Friday, December 14, 2007

The Murder of Roger Ackroyd

In the 1950s Agatha Christie's British publisher used the slogan "A Christie for Christmas" to promote her latest novel. Still pretty good advice I think. With many new attractive editions of her novels available they make a suitable gift for hard-to-buy-for Aunt Mabel in Moose Jaw or Granny P. in Parksville. And the brief quiet that sometimes follows the carnage of Christmas is perfect for a cozy murder mystery.
But the reading sophisticates among us should hold our sneers at Christie. As many have noted over the years, Christie's books go beyond cosy. An excellent new biography of Christie - Agatha Christie: An English Mystery by Laura Thompson shows that "her best books explore the darkest aspects of human nature with a chilling honesty – that they are the opposite of cosy" (review by Jake Kerridge in the Telegraph).
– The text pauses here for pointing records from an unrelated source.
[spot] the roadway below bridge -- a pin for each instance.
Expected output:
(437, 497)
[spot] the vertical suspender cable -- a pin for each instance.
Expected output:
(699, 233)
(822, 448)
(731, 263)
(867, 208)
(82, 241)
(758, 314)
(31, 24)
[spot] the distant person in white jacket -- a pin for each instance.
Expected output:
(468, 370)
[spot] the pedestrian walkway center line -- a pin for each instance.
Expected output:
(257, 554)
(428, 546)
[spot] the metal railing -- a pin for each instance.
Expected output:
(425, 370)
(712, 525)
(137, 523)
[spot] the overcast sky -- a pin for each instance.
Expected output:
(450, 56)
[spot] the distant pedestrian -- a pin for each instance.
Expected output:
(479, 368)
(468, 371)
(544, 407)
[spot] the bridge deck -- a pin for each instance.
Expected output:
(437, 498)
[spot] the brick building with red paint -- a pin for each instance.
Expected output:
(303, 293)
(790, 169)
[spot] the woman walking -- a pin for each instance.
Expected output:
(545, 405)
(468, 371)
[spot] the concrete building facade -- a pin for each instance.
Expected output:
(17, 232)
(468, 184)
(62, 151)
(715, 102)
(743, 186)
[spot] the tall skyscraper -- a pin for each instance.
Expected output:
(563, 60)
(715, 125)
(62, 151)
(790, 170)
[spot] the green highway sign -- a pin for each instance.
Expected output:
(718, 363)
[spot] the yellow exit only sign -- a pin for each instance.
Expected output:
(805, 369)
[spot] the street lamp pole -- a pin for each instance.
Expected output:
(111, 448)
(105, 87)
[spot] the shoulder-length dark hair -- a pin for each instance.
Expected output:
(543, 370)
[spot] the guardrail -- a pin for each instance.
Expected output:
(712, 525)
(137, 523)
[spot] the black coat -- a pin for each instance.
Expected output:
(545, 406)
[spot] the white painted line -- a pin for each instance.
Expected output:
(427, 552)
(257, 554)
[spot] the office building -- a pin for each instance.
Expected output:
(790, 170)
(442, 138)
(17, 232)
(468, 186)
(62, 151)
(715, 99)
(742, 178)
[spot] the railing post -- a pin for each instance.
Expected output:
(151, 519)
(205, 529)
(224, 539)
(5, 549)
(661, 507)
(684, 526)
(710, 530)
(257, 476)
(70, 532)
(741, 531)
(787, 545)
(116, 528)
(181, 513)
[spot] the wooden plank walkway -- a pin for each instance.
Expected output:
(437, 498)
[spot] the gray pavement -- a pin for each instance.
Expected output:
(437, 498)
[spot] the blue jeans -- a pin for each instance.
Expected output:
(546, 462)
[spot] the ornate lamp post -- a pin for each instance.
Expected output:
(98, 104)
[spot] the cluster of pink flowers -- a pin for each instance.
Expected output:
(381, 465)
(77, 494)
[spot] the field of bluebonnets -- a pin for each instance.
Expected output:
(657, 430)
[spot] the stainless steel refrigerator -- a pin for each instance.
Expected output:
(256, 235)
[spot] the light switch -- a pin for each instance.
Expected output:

Which one to read? Yann Martel sent Stephen Harper a copy of The Murder of Roger Ackroyd in his campaign to get the PM reading ( But even Martel pulls his punches, calling her books "a guilty pleasure". Yet The Murder of Roger Ackroyd, way back in 1926, was a pioneer in the use of the "unreliable narrator". Contemporary writers like Martel (Life of Pi), Ian McEwan (Atonement), and the whole raft of postmodern tricksters like Paul Auster (The New York Trilogy) make use of the device.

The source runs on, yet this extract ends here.